Dua vardı ve sessizlik.
Kutsal
kitabımız buyuruyor: ‘İnsanoğlu hem cahil, hem nankördür’…
Muhakkak k,
af adaletten üstündür. Ama, kimi, hangi suçu affettiğimizi bilmek kaydıyla.
Ancak o zaman vicdanen müsterih olabiliriz.
Bizim bütün
dünyaya teklif edebileceğiz bir mimari geleneğimiz var. Bu gelenek fevkalade
insani boyutlara sahiptir ve adem oğlunun dünyadaki varoluşuna ışık
tutmaktadır. Mimaride mekân anlayışımız sonsuz mekâna eklenen bir yapı arz
eder. Bu anlayış bilhassa Osmanlı camilerinde bariz olarak gözükmektedir.
Namazı bitirip iki yana selam veren Müslüman, hem sağından, hem solundan
baktığında ufku görebilir. Camilerin zemin pencereleri buna fırsat vermektedir.

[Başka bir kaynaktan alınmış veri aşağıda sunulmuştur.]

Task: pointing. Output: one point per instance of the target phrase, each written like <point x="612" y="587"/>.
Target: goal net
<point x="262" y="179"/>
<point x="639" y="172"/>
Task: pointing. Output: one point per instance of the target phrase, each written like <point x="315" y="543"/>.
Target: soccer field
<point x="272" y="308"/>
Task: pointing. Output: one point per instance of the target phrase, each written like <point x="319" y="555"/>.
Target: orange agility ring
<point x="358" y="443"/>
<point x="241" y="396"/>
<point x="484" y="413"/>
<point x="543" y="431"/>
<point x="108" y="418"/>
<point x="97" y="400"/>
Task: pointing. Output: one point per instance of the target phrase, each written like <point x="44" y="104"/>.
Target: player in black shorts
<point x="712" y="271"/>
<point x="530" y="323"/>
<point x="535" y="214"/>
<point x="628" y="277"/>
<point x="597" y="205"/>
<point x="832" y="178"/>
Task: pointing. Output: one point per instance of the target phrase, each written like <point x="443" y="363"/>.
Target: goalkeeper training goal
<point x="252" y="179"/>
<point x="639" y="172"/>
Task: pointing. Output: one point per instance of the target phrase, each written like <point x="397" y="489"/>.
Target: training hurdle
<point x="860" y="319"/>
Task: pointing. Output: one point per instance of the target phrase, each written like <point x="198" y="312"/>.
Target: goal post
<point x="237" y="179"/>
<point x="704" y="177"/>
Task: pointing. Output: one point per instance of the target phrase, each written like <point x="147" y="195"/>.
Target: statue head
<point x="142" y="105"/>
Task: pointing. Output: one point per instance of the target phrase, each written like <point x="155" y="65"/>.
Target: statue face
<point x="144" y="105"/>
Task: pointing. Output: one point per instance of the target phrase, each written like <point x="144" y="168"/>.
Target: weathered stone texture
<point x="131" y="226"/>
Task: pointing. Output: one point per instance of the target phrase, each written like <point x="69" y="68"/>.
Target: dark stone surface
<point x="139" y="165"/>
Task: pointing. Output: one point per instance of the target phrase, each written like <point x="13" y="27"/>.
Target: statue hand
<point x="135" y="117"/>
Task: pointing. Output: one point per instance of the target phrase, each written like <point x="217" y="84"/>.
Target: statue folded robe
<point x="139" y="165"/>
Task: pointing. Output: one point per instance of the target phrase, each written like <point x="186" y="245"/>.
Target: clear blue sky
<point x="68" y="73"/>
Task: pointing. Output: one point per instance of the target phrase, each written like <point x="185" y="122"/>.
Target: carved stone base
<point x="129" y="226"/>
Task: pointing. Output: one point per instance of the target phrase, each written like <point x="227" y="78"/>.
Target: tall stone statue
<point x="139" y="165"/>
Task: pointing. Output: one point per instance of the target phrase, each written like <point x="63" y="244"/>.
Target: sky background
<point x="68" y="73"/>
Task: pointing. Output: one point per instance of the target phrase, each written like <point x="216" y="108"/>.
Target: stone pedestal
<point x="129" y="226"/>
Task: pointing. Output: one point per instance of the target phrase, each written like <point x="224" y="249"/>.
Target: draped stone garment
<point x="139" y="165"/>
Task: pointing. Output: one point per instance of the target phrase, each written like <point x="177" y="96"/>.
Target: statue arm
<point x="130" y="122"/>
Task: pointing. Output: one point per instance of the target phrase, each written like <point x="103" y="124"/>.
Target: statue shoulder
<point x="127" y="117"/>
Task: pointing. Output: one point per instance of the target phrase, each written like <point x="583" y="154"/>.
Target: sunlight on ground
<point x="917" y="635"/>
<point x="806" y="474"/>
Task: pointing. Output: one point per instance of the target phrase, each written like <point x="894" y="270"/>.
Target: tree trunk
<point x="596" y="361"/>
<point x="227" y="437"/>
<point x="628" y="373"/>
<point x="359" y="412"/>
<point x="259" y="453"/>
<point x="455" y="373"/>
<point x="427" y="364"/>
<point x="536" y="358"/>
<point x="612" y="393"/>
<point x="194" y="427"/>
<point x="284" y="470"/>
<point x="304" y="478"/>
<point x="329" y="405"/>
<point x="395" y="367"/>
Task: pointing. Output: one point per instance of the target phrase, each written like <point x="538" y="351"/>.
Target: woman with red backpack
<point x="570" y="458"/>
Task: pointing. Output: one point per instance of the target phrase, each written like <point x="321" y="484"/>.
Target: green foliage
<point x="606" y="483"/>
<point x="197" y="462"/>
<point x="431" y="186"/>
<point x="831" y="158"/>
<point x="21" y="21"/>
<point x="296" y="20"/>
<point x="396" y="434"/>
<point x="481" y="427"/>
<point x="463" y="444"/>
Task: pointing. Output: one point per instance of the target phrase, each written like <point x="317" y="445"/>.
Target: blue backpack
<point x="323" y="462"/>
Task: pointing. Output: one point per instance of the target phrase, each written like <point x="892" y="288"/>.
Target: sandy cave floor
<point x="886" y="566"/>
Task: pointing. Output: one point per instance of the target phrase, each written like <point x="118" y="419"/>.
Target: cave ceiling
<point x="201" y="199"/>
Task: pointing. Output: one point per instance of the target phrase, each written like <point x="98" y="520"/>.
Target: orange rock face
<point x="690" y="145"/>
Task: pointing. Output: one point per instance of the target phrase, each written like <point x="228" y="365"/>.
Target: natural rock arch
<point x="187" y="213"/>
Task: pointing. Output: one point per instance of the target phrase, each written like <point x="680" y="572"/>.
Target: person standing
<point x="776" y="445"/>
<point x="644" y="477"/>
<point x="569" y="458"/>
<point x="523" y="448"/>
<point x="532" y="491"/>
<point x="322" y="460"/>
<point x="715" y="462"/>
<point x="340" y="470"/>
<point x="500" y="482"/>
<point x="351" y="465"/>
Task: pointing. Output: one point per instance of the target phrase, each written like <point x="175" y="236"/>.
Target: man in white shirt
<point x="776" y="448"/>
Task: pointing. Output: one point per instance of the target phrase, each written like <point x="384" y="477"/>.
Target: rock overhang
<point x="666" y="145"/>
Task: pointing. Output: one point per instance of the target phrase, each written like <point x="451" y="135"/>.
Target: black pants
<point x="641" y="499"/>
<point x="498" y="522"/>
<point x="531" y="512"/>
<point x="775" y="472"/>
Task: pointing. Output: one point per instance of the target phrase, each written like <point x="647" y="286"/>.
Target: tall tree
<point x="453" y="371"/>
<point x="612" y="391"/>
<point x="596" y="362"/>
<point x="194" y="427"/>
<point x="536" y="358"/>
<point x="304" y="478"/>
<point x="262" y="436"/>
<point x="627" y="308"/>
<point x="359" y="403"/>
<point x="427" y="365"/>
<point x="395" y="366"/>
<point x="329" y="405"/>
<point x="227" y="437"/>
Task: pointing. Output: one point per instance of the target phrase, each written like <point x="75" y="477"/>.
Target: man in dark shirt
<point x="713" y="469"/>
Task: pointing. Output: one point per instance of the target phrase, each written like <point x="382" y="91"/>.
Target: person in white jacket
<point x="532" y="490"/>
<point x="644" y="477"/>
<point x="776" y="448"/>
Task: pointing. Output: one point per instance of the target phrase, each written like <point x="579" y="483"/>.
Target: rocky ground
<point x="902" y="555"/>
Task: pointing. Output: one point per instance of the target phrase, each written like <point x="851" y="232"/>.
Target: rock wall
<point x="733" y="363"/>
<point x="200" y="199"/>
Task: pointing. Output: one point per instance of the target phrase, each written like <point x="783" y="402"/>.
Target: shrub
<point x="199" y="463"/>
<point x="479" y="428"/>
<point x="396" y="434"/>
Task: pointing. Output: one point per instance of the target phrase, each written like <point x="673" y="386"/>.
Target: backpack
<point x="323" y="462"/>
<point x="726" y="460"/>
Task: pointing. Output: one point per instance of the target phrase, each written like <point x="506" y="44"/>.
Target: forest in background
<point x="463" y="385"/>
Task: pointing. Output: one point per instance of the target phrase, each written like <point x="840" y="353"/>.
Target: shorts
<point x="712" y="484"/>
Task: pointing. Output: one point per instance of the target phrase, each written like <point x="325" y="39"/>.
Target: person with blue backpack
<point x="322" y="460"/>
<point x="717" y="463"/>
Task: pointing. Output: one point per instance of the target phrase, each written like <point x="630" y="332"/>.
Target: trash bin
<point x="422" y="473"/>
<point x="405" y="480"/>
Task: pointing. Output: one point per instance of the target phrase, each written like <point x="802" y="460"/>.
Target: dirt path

Böylece cami, tabiata eklenen bir durum alır. Onu kesen, parçalayan kilise
duvarı gibi değildir.
İnsanın
kendine yakışan duygu ve düşünceler ile donanması, hemcinsine layık olan
muameleyi göstermesi, açıkçası insanlık şuuru ile yaşıyor olması kendi hamuruna
yüz çevirmemesi ile mümkündür. Kişi bu vesile sayesinde kendinden aleme
açılabilir, bir zerrede kainatı temaşa edebilir.
Ara sıra,
yeri geldiğinde, icabında bir uzun havanın hüznüne kapılıp giderdiniz. Bir şiir
birkaç mısra ile size kanat takıp uçurabilirdi. Sevda derin ve ulvi bir
yükselişin – bekleyişin – özlemin – elemin – kavuşmanın – ayrılığın – hasretin
– gurbetin içinde olgunlaşıyordu. Duygu iliklerimize kadar işliyordu.
SON BAKIŞ:
Türk edebiyatında son
elli yılın en güzel adamlarından biri, Mustafa Kutlu olsa gerek. Kadim hikâyeciliği
ve modern öykünün getirdikleri etrafında sergilediği üslubu, tekniği,
meseleleriyle Mustafa Kutlu özellikle hikâyemizin bulanımlar içerisinde kıvrandığı
bir dönemde taze bir soluk olmuştur.
Hikâyelerinin yanında
deneme yazmayı da ihmal etmemiştir. Denemeleri biraz da hikâyelerinin fikri
arka planı olarak karşımıza çıkar.
Son yirmi yılda Yeni
Şafak gazetesinde yazmış olduğu deneme yazılarını toplandığı Dem Bu Demdir kitabı okuyucuya Mustafa Kutlu’nun denemelerini bir bütün halinde
okuma imkânı sunuyor.
Kitabı elinize alır
almaz kapak resmi dikkatlerden kaçmıyor. Mustafa Kutlu’nun eserlerini
inceleyenler, denemelerini okuyanlar onun okuyucusunu sunduğu düşünceyi çok iyi
bilirler. Birkaç eserini inceleyen herkes, onun eserleri hakkında bilgiyi
kitabın kapağında görebilir. Dem Bu Demdir kitabının kapağındaki resim adeta
Kutlu’nun özlediği sakin ve doğal yaşamı görebilirler. Bir deniz sahilinde
yemyeşil bir ağacın altında sandalyeye oturmuş ve denizi seyreden son
demlerinde bir adam… Kapak fotoğrafı bir nevi sakin ve huzurlu yaşama dönüşü
simgeler.
Mustafa
Kutlu eserleri incelendiğinde insanoğlunun özüne dönmesi gerektiği açıkça
belirtilir. Köyün, kasabanın kent tarafından yutulması ve toprağın terkedilmesi
onun hikâyelerinde temel konu olarak işlenir. Denemelerinde ise bu temanın yanı
sıra yaşadığımız olayları bizlere farklı bir üslupla anlatıyor. Türkiye ve
dünya gündemini farklı bir tarz ile sunuyor. Yaşadığımız olayları taptaze
yeniden sunuyor. Okur – yazar çevrelerinde denemelerin altına tarih konulmaması
eleştirilse de bana göre tarih konulmaması çok isabetli bir karar olmuş, çünkü
yazarın anlatımı olaya canlılık, yenilik katmış.
Mustafa Kutlu’yu
okumak insana iyi geliyor. Evin başköşesine oturan irfan sahibi, nüktedan,
mütebessim aile büyüğünü dinler gibi hissedersiniz. Ben Mustafa Kutlu’yu daha
çok köy odalarında o uzun, soğuk ve rüzgârın durmadan şarkı söylediği gecelerde
etrafındaki insanlara tatlı demler yaşatan Anadolu ariflerine benzetiyorum.
Siyasi gündemin, günü
birlik meselelerin çok dışında çok daha kadim ve esaslı dertler üzerine kalem
oynattığından Mustafa Kutlu'nun o gün okunup unutulacak cinsten değil.